This country has always assumed, either openly or just beneath the surface, that people are poor because they are worthless and worthless because they are poor. But at no time in the last 50 years has this assumption been as blatantly and popularly expressed as it is now in the Reagan budget.
Our preparation for this month's issue on the budget and the poor has been very depressing work. It is hard to look at page after page of numbers and know that each figure represents a hungry child, a homeless family, or the death of a young person's hope. But it is harder still to realize how easily the Reagan plan has been accepted by the American people. Poor people have very few allies and even fewer friends in this country today. It has never been more important that Christians heed their biblical mandate to make the cause of the poor their own.

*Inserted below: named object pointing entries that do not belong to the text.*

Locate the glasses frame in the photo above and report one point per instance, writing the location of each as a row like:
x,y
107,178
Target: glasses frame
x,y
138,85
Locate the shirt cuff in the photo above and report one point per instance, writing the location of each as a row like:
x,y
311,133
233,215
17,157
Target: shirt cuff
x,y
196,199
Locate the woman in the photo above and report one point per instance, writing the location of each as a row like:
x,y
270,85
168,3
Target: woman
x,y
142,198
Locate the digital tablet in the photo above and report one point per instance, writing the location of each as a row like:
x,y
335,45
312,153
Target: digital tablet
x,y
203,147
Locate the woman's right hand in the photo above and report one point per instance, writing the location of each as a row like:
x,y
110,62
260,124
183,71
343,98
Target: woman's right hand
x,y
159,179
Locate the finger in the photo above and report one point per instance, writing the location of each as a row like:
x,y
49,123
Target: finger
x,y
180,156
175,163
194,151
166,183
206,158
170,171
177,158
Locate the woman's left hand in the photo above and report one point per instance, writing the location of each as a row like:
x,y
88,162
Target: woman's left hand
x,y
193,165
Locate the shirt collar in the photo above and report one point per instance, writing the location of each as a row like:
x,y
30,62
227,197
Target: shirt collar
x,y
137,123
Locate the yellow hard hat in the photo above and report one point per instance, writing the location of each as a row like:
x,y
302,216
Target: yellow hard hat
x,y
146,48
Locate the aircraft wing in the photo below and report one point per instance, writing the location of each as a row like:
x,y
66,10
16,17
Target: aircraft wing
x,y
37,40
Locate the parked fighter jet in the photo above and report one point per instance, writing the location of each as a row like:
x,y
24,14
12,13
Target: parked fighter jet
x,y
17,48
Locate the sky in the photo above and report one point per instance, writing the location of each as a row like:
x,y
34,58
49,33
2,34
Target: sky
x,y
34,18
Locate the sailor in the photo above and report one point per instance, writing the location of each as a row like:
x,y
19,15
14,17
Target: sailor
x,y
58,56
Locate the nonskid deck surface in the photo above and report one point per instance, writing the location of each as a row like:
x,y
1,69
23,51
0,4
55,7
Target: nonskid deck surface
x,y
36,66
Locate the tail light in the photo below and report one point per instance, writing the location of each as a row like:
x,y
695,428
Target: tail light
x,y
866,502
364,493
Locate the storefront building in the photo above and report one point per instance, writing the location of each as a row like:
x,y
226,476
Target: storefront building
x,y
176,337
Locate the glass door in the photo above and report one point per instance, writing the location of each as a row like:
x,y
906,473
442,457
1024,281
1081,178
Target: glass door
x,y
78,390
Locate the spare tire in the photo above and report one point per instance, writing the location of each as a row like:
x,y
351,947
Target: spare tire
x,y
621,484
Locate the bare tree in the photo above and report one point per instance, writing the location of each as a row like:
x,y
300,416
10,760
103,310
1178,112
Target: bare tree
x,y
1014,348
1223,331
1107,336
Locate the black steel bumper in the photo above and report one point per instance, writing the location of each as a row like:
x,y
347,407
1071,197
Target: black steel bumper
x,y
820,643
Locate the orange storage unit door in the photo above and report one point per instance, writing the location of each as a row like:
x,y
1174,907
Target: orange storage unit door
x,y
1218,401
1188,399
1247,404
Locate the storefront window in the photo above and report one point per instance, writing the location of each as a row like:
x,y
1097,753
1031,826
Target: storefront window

In light of our Christian responsibility toward the poor we wanted this issue of our magazine not only to inform and analyze but to include some suggestions of political responses Christians can make to the Reagan budget. We have done some of that, but frankly it was hard to get excited about it. In the present environment the best political efforts likely won't work, and even if they do, they will only keep a very bad situation from getting too much worse.
Some people think that possibly the Reagan plan will create such economic chaos in the next few years that people will be ready to accept a program of radical change. But any possible radical alternatives are in an embryonic stage at best. More probably, the failure of Reagan's economics will only pave the way for something worse. Standing with the poor is going to be a very unpopular position in the days ahead.